Octobre écorché
Octobre écorché
De l'autre côté des monts dans mes rêves, une lourde porte s'ouvre sur le silence qui règne et fait tomber le doute sur mes épaules, un frisson me dépouille de ma sérénité. Les murs que je découvre là accueillent des lézardes qui courent entre les taches grises d'un vieux plâtre perdant sa peinture. Chaque écorchure dans le vert joliment déposé susurre une solitude.

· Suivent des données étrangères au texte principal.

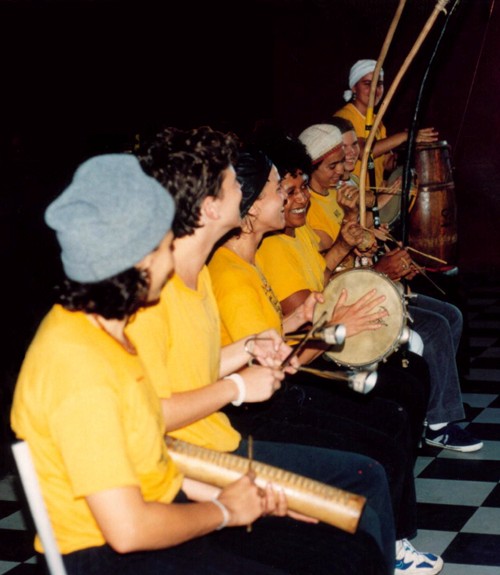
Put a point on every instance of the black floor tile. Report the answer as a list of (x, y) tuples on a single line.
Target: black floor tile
[(15, 545), (464, 469), (443, 517), (493, 499), (474, 549)]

J'avance dans le chemin aux promesses de métamorphoses, comme des points, à pas lents, comptés. Un jour, une croix, un rêve, une couleur, ma patience naît et se perd dans l'ouvrage.

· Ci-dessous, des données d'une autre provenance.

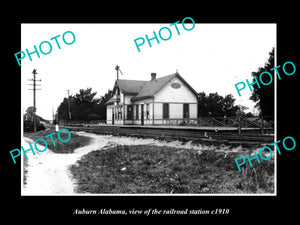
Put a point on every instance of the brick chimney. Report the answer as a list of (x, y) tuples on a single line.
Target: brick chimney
[(153, 76)]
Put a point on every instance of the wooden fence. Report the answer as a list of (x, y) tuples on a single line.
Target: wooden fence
[(240, 122)]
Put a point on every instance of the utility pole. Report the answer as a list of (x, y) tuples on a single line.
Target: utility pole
[(118, 69), (69, 109), (34, 104)]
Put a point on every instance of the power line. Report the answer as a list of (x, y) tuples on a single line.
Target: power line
[(69, 109), (34, 96)]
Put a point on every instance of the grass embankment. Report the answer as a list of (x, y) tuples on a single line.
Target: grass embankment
[(76, 141), (153, 169)]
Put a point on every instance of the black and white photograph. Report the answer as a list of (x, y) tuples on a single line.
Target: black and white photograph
[(170, 109)]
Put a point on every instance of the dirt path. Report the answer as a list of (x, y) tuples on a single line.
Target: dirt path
[(48, 172)]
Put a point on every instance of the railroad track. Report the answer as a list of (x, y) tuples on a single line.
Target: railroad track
[(166, 134)]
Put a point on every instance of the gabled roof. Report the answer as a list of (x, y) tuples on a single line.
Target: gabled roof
[(151, 87), (130, 86), (146, 89)]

Mes mots descendent sur le papier à l'envie. La plume se libère des contraintes de ma réalité et j'explore les lieux d'un possible devenir. Je fixe l'horizon inaccessible pour que le chemin, sous mes pas, s'allège de ses pierres.
L'heure tourne dans le cadran de mes espérances. J'ai acquis le droit de chercher le sentier qui mène à la vie, bordé encore de doutes comme une neige retenue par les talus.
Quelque part quelques uns ont jeté les bûches pour couper la route devenue mon désespoir. J'ai regardé, longtemps il me semble, les fagots de mépris ajoutés comme pour préparer le feu qui consumera mes rêves. Mais refusant d'allumer moi-même le bûcher, lentement j'ai enlevé ces barrages, certaine que de l'autre côté, si d'autres obstacles ralentiraient mes pas, l'essentiel est que cette route est devenue mienne et que personne n'a de droit divin de la détourner. Même si au bout le vide peut se présenter en une clairière sans soleil pour l'inonder.
J'ai marché longtemps et dégagé bien des branchages, encore, comptant un jour les heures, les oubliant un autre. Demain est une lumière avec tous ses possibles, aujourd'hui n'a pas d'avant dans l'horloge de mes incertitudes. J'ai tant mis de larmes aux pieds de mes espoirs qu'ils se sont nourris de l'eau de mes batailles. Chaque fleur née de la confiante attente, si petite soit-elle, s'est ajoutée par bonheur à mon bouquet.
Il y a de hauts sommets dans mon horizon, mais je peux tenter de les gravir sans oublier mon essence. Bûchers et fagots pouvaient me faire perdre courage encore. Mais comparant les pics aux entraves posées par quelques volontés, j'ai choisi de ranger ailleurs, dans un quelconque foutoir sans reconnaissance, les désirs des malfaisants supérieurs en esprit selon leurs intelligences. Et je me suis attachée à passer les hauteurs de hasards et de nécessités.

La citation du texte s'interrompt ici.